- On 12 October 2018 rating agency Fitch announced a decision about keeping Poland's credit rating unchanged at the level of A-/F2 for long and short term liabilities, respectively, in foreign currency and A-/F1 for long and short term liabilities, respectively, in local currency.
- Rating's outlook remained at a stable level.
Fitch rating agency in its press release justifying the decision indicates strong macro fundamentals and well diversified economy, underpinned by responsible economic policy and strong banking sector. According to the agency GDP growth in the years 2018 and 2019 will amount to 4.8% and 3.6%, respectively (previously 4.4% and 3.4%). General government deficit in the years 2018 – 2020 is projected to amount to 1.8%, 2.0% and 2.2%, respectively. General government's debt to GDP ratio in the years 2018 – 2020 will remain at the average level of 50%.

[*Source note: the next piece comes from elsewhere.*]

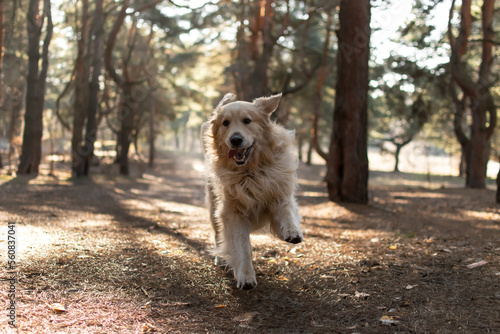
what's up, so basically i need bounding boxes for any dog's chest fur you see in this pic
[219,162,295,216]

According to the agency, Poland's rating could be raised as a result of further sustained reduction in net external debt to GDP towards countries with ‘A' category or fiscal consolidation that will lead to a sustained decline in public debt to GDP. Additionally, rating could be higher as a result of GDP growth supporting faster income convergence towards countries with ‘A' category. On the other hand, rating could be lowered in case of any sights of weakening relevance of 3% deficit limit, failure to stabilise debt to GDP ratio in the medium term or weaker macro-economic policy framework, potentially resulting in lower GDP growth. Rating could be also lower if governance standards will deteriorate or the business climate will have an adverse impact on the economy.